3.5. Transform function

This is the core business logic of the transformer. It involves mapping the raw data into the Open Data Hub's data model and pushing it.

info

Each transformer implements its own logic, the below is only an example

Go Code (main.go) - Transform Function

// ... constants and helper structs ...

// Constants for Station Types and Data Types, enhancing readability and consistency.
const (
    stationTypeParent = "ParkingFacility" // Parent station type
    stationType       = "ParkingStation"    // Child station type

    shortStay   = "short_stay"
    subscribers = "subscribers"

    dataTypeFreeShort     = "free_" + shortStay
    dataTypeFreeSubs      = "free_" + subscribers
    dataTypeFreeTotal     = "free"
    dataTypeOccupiedShort = "occupied_" + shortStay
    dataTypeOccupiedSubs  = "occupied_" + subscribers
    dataTypeOccupiedTotal = "occupied"
)

// TransformWithBdp is a wrapper that adapts the main Transform logic
// to the signature expected by the SDK's tr.Handler, passing the BDP client.
func TransformWithBdp(bdp bdplib.Bdp) tr.Handler[FacilityData] {
    return func(ctx context.Context, payload *rdb.Raw[FacilityData]) error {
        // Calls the core transformation function
        return Transform(ctx, bdp, payload)
    }
}

// Transform contains the main business logic for converting raw parking data
// into BDP stations and measurements.
func Transform(ctx context.Context, bdp bdplib.Bdp, payload *rdb.Raw[FacilityData]) error {
    log := logger.Get(ctx) // Get a context-aware logger for better tracing

    var parentStations []bdplib.Station // Slice to collect parent stations for batch sync
    // Map to store child stations, using their BDP ID as key, to avoid duplicates
    // and easily update metadata if a ParkNo appears multiple times within a payload.
    stations := make(map[string]bdplib.Station)

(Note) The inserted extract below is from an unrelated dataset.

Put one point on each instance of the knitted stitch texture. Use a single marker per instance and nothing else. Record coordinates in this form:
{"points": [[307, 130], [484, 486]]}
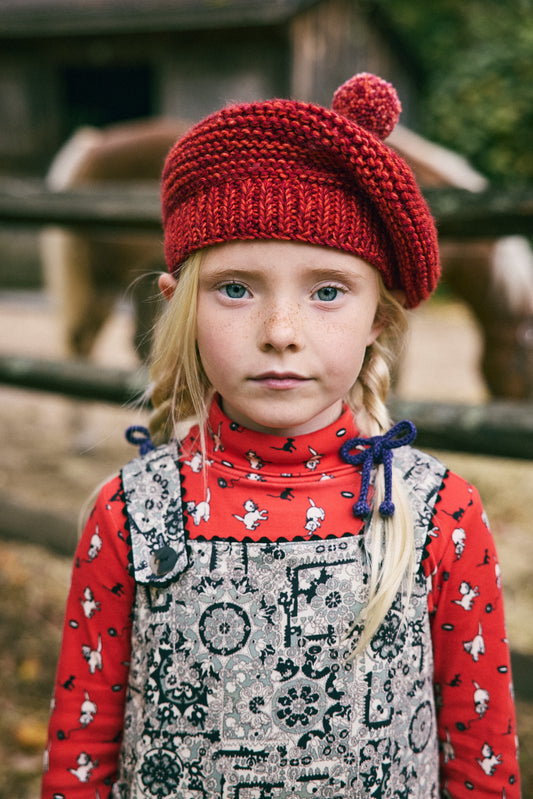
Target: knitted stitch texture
{"points": [[282, 169]]}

    dataMapParent := bdp.CreateDataMap() // Data map for parent station measurements
    dataMap := bdp.CreateDataMap()       // Data map for child station measurements

    ts := payload.Timestamp.UnixMilli() // Get the timestamp for all measurements

    // Iterate over each facility in the raw payload
    for _, facility := range payload.Rawdata {
        // 1. Parent Station Creation and Metadata Association
        // Principle: Hierarchical Stations & Metadata Association
        id := facility.GetID()
        parent_station_data := station_proto.GetStationByID(strconv.Itoa(id)) // Lookup parent station metadata
        if nil == parent_station_data {
            log.Error("no parent station data", "facility_id", strconv.Itoa(id))
            panic("no parent station data") // Fail if critical metadata is missing
        }

        parentStation := bdplib.CreateStation(
            parent_station_data.ID,       // BDP ID from CSV
            parent_station_data.Name,     // Name from CSV
            stationTypeParent,            // Defined parent station type
            parent_station_data.Lat,      // Lat from CSV
            parent_station_data.Lon,      // Lon from CSV
            bdp.GetOrigin(),              // Provenance origin
        )
        parentStation.MetaData = parent_station_data.ToMetadata() // Convert CSV metadata to BDP metadata

        parentStations = append(parentStations, parentStation) // Add to batch for later sync

        // Initialize aggregated sums for parent facility measurements
        freeTotalSum := 0
        occupiedTotalSum := 0
        capacityTotal := 0
        freeSubscribersSum := 0
        occupiedSubscribersSum := 0
        capacitySubscribers := 0
        freeShortStaySum := 0
        occupiedShortStaySum := 0
        capacityShortStay := 0

        // Iterate over detailed facility data (e.g., per parking zone/category)
        for _, freePlace := range facility.FacilityDetails {
            // 2. Child Station Creation/Update and Measurement Pushing
            // Principle: Dynamic Station Creation & Measurement Categorization
            facility_id := strconv.Itoa(facility.GetID()) + "_" + strconv.Itoa(freePlace.ParkNo) // Derived child station ID
            station_data := station_proto.GetStationByID(facility_id) // Lookup child station metadata
            if nil == station_data {
                log.Error("no station data", "facility_id", facility_id)
                panic("no station data")
            }
            // Check if station already processed in this batch (for multiple categories per ParkNo)
            station, ok := stations[facility_id]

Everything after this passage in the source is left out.